Ich kenne den Mann nicht, der sie mir geschrieben hat.
Er schreibt:
Ich darf mir vielleicht die Frage erlauben, ob die betreffenden Abgeordneten mal zu Ende gedacht haben, was bei einem solchen Gesetz herauskommen würde. Für den gewünschten Zweck so gut wie nichts, da sich gerissene Steuerhinterzieher, die selbst das Finanzamt nicht entlarvt, auch dadurch nicht schrecken lassen würden.

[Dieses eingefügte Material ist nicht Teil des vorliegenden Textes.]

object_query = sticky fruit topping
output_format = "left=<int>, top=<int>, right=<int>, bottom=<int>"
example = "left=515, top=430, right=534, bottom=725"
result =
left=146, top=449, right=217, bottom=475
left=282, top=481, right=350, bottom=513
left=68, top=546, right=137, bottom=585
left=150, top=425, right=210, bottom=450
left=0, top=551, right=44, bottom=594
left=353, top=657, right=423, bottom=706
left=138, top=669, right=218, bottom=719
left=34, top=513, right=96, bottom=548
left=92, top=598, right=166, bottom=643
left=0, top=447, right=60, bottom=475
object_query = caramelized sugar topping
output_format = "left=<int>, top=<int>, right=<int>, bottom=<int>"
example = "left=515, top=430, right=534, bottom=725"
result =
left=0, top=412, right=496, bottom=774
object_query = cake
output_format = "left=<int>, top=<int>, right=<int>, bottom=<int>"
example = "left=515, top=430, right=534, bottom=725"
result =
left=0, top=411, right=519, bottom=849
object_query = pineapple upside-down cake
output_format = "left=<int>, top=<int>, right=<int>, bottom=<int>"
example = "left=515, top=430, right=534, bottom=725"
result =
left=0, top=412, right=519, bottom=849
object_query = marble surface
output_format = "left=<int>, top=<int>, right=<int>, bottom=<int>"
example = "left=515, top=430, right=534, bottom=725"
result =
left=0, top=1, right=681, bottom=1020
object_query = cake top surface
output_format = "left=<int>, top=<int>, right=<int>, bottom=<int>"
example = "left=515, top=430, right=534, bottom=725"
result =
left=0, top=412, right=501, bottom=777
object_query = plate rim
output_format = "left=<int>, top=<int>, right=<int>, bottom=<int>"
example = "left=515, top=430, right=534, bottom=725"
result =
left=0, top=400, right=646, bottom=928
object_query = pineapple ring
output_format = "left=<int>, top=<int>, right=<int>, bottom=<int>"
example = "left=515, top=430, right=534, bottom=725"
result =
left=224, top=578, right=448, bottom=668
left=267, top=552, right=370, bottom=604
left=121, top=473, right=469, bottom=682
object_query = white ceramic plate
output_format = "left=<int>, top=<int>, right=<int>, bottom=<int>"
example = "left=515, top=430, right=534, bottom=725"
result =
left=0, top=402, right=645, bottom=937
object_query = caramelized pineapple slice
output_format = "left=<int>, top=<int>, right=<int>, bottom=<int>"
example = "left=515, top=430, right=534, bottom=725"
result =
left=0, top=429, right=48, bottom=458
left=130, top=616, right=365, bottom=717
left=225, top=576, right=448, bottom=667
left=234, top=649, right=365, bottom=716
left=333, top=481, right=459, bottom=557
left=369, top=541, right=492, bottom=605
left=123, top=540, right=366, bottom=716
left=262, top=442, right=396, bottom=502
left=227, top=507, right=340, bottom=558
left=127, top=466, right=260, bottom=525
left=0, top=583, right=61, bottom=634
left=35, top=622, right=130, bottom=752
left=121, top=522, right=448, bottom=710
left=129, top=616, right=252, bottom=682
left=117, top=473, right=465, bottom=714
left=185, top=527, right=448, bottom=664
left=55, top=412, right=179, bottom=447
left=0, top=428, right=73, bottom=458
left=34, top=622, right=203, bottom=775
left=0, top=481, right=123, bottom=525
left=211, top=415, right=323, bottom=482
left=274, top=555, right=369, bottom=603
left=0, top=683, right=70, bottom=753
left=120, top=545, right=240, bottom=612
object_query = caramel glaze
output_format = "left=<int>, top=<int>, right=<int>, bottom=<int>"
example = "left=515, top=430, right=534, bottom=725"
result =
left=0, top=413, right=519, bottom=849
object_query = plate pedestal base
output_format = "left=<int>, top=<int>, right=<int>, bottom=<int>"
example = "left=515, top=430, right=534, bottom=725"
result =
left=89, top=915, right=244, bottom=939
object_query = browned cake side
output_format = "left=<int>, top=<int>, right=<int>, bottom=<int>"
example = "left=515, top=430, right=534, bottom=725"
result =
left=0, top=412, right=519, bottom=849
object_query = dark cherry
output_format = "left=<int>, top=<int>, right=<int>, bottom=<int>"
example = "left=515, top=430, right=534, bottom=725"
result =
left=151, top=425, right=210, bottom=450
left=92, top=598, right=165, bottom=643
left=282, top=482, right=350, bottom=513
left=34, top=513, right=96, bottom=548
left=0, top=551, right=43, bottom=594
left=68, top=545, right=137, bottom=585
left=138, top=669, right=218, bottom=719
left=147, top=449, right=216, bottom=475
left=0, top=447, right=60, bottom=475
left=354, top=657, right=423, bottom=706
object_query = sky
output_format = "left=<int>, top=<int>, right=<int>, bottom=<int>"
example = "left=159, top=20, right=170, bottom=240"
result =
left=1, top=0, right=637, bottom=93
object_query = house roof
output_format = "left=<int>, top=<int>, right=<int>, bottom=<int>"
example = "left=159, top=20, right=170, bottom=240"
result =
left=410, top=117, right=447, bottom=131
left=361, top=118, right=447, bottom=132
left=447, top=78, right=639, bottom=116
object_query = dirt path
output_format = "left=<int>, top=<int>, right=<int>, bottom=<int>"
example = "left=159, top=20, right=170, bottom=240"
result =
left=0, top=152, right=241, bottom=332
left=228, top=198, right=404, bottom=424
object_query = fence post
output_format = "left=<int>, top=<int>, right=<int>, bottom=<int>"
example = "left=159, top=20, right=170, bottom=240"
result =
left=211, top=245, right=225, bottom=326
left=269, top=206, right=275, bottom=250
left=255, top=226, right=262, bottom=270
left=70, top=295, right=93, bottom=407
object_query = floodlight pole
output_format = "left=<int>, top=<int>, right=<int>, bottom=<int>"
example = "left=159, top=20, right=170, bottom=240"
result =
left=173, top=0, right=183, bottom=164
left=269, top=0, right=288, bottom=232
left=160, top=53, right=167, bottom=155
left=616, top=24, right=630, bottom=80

Auf der anderen Seite aber würde eine allgemeine Bespitzelung und Beschnupperung anheben, daß schließlich kein Einkommensteuerpflichtiger seiner Haut mehr sicher wäre.
Mißgünstige Verwandte, Nachbarn, Geschäftspartner, Kunden, Klienten und andere — sie alle würden sich eine Freude daraus machen, in die Einkommensverhältnisse anderer Menschen Einblick zu nehmen, die normalerweise fremden Augen verschlossen zu sein pflegen. Es würde eine unübertreffbare Atmosphäre von Mißgunst, Intrigen, Verleumdungen geschaffen, die einem geordneten Staatswesen gewiß nicht förderlich sein wird.
Ich habe dieser Charakterisierung der Wirkung der
Offenlegung der Steuerlisten nichts hinzuzufügen.
Im übrigen, meine sehr verehrten Damen und Herren, haben wir für die Mitwirkung der Öffentlichkeit Sorge getragen. Wir haben im August bzw. im Juli vergangenen Jahres ein Gesetz über Finanzverwaltung erlassen, veröffentlicht am 6. September 1950. Wir haben bei der Beratung dieses Gesetzes uns damals auch über die Offenlegung der Steuerlisten unterhalten und sind zu dem Ergebnis gekommen, daß sie ein untaugliches Mittel darstellen und ein verwerfliches Mittel noch dazu.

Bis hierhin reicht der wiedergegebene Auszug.